In terms of responding, the output of the social reasoner is sent to the Natural Language Generation module. That output of the social reasoner is suggestions (technically, those “suggestions” are the output of a spreading activation network where one conversational strategy is activated). Those social reasoner’s suggestions, such as
“the most effective way to increase rapport given the user’s last speech, and the current rapport level, and what Sara is trying to achieve at this point in the conversational strategy, would be in terms of a self-disclosure”
are sent to the Natural Language Generation module. The NLG module is responsible for generating language that fits the conversational strategy requested and is grammatically correct. For example, if self-disclosure is the optimal next strategy, the NLG might generate language for Sara as follows:
“I certainly find it difficult to remember information without noting it down. If you’re like me, you might take a screenshot so you remember this information.”
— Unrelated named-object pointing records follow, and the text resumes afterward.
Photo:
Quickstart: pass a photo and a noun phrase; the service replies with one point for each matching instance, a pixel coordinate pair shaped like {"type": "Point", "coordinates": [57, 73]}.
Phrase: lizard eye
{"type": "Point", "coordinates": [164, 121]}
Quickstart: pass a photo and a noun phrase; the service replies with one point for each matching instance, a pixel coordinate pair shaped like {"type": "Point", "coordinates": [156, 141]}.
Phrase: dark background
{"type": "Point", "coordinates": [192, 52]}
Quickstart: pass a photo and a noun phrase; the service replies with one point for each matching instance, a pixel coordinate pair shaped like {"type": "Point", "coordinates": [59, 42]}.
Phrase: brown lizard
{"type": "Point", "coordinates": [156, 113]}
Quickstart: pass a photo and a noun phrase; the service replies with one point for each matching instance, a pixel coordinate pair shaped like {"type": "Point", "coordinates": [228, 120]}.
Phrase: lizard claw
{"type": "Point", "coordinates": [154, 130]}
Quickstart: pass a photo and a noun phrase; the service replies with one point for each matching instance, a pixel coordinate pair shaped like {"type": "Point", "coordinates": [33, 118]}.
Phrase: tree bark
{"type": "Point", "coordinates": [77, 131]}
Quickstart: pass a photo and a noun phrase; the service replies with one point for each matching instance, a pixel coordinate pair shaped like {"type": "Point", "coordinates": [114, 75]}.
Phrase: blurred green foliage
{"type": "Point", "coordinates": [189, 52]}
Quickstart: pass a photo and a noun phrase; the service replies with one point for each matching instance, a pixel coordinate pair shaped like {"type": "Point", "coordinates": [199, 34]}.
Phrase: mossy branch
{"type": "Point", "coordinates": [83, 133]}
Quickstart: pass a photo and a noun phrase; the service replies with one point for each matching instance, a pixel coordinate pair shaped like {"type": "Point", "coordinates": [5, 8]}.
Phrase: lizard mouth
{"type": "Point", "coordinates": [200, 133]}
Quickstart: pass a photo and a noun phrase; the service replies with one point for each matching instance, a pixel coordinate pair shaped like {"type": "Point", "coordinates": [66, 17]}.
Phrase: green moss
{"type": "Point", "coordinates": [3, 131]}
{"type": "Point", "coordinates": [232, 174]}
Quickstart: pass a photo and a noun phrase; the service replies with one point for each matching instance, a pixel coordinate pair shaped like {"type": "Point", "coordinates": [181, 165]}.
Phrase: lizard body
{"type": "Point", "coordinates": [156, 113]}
The NLG also generates appropriate body language for Sara – this body language includes hand gestures, shifts in eye gaze, smiles, head nods, etc., all with the goal of establishing and building a durable relationship with the user over time. Sara’s body was designed and animated by our talented animators, and implemented using the Virtual Human Toolkit.
This relationship between Sara and her human user is the social infrastructure for improved performance.
The current application of SARA is the front-end of an event app; that is, a personal assistant that helps conference attendees achieve their goals, including introducing them to other attendees and telling them about sessions that fit their interests. Through rapport-building conversational strategies the agent elicits the user’s interests and preferences and uses these to improve its recommendations. Through estimating the user’s current rate of rapport, and the conversational strategies the user has uttered, the agent is able to choose the right conversational strategies to respond with.
While Sara is a personal assistant for busy conference attendees, applications of our work on socially-aware artificial intelligence have also included educational technologies, such as:
- Culturally-Aligned Virtual Peers: educational technologies in the shape of virtual children that support students in low-resourced schools for whom collaborative learning with peers, and a sense that they belong in their school environment, have been shown to be particularly important to learning gains.
- Authorable Virtual Peers: a system that allows children with high-functioning autism or Aspergers to author behaviors for and control virtual peers as a way to acquire and practice key interactional social skills. Results have demonstrated improved social skills in subsequent peer-peer interaction.
- SCIPR: Educational games that rely on peer dynamics and augmented reality environments to evoke, scaffold, and preserve curiosity in an increasingly “teach-to-the-test” school paradigm.